India’s Strategic Autonomy Test: How New Delhi Is Navigating the Post-Gaza World Order
India's multi-alignment foreign policy is under stress as the Israel-Hamas war and the Russia-Ukraine conflict force binary choices that New Delhi's "strategic autonomy" doctrine was designed to avoid.
India has repeatedly abstained on or issued carefully balanced statements regarding United Nations resolutions related to the Israel-Gaza war. India has also consistently declined to explicitly condemn Russia’s invasion of Ukraine. India is simultaneously deepening defence and technology cooperation with the United States through frameworks like INDUS-X while maintaining its position as one of Russia’s largest defence export customers. To many Western observers, this looks like strategic inconsistency. To New Delhi, it is strategic autonomy — the principled refusal to be reduced to a clause in another power’s geopolitical calculation.

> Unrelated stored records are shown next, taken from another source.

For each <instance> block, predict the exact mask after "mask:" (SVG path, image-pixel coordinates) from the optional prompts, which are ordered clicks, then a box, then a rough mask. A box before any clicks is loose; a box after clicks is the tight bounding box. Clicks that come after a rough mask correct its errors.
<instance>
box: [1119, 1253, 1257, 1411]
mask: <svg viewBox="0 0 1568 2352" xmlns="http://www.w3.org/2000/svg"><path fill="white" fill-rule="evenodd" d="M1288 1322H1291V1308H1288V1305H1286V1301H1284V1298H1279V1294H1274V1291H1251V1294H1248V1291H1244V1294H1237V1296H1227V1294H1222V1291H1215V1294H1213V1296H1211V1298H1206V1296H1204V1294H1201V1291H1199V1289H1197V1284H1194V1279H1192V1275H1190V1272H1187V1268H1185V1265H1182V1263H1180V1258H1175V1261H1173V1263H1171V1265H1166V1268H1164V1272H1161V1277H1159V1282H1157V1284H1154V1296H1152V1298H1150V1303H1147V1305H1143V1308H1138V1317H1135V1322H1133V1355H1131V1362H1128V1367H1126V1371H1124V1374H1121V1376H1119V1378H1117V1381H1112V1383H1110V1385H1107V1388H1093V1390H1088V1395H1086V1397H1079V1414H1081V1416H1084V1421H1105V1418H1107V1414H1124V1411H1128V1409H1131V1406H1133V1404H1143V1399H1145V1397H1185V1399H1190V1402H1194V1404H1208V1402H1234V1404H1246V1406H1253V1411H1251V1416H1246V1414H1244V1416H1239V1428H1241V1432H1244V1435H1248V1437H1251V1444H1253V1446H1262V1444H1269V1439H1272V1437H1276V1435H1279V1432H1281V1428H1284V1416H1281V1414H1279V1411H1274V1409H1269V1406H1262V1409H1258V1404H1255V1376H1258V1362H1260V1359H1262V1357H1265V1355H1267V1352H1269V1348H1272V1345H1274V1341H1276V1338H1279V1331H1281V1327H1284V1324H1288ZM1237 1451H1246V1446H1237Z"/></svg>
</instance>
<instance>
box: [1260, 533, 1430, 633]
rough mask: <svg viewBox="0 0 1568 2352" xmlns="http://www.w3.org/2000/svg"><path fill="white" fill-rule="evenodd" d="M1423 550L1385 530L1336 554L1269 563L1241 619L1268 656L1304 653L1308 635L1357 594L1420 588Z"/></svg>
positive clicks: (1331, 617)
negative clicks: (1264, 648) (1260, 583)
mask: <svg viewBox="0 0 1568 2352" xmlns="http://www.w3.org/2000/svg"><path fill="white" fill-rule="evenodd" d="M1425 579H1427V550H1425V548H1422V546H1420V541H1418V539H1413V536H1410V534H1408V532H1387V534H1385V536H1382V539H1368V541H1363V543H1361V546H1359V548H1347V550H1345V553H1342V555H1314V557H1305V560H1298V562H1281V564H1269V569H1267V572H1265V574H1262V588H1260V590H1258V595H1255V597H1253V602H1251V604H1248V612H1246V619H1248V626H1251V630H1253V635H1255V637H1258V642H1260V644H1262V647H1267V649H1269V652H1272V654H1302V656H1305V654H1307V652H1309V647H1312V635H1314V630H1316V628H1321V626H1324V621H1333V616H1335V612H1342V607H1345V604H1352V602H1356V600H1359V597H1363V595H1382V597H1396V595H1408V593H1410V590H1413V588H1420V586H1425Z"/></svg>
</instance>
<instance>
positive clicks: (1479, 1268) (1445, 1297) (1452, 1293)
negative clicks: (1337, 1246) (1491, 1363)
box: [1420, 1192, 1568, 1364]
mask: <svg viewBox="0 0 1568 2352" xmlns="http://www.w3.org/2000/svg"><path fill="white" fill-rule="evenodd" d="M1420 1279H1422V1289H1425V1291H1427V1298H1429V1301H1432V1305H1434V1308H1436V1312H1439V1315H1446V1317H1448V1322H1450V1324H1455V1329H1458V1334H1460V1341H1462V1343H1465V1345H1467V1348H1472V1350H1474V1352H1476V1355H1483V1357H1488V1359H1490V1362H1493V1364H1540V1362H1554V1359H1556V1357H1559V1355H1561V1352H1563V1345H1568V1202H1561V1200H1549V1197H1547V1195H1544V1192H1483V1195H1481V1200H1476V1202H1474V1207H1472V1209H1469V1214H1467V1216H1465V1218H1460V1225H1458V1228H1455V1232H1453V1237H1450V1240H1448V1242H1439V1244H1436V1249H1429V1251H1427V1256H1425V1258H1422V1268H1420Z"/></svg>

The question for the years ahead is whether this doctrine remains sustainable, and at what cost. The post-Cold War international order that made multi-alignment feasible is fracturing along increasingly binary fault lines. As global politics reorganises around competing blocs, the space for autonomous middle powers to avoid clear alignment is narrowing.
The Gaza Calculation
India’s response to the Israel-Hamas war illustrates the genuine binds of strategic autonomy. India maintains deep and substantial relationships with Israel, including significant defence trade and active counter-terrorism cooperation. India also has the world’s third-largest Muslim population, significant energy and labour dependencies on Gulf states that have at various points pressed for a stronger Indian stance supporting Palestinian rights, and a historical Non-Aligned Movement identity that sits uncomfortably with unconditional support for any party’s military operations in the conflict.
India’s Ministry of External Affairs has issued carefully worded statements — condemning terrorism, calling for humanitarian access, supporting a negotiated two-state solution — that thread the needle without committing decisively to either side. This approach is diplomatically impressive in its balance and strategically costly in its ambiguity. Both Israel and several Arab states have, at various points, read India’s deliberate ambiguity as a form of unreliability.
Approximate annual remittances from Indians working in Gulf Cooperation Council states — one of the significant, often underdiscussed, economic stakes embedded in India’s Middle East positioning that rarely features prominently in geopolitical commentary.
The Quad Paradox
India’s membership in the Quad — the security and strategic dialogue grouping alongside the United States, Australia, and Japan, increasingly understood as a counterweight to Chinese influence in the Indo-Pacific — creates a structural tension with its stated commitment to strategic autonomy. Quad membership has accelerated technology transfers, defence access, and intelligence sharing for India. It has also, gradually, drawn India further into the logic of broader American Indo-Pacific strategy in ways that complicate the pure multi-alignment narrative India officially maintains.
China has taken notice. Beijing’s continued infrastructure investment across India’s South Asian neighbourhood, including major port and connectivity projects in Sri Lanka, Bangladesh, and Myanmar, alongside the ongoing China-Pakistan Economic Corridor, can reasonably be read in part as a strategic response to India’s deepening Quad engagement and broader alignment with the United States on Indo-Pacific security matters.
India’s strategic autonomy is not hypocrisy — it is a rational response to a genuinely complex structural position. The challenge is not to abandon autonomy but to give it active content rather than allowing it to remain a posture of calculated ambiguity.
The Case for Principled Engagement
A country with India’s scale, colonial history, and civilisational self-conception does not slot easily into anyone else’s alliance architecture, and there is genuine analytical merit in resisting that reduction. The more durable foundation for strategic autonomy, however, likely lies less in calculated abstentions on contested security resolutions and more in the kind of active, issue-specific coalition building India has pursued on matters like debt relief, climate finance, and equitable technology access — areas where India’s independent positioning can translate into concrete multilateral outcomes rather than remaining primarily a diplomatic posture of avoided commitment.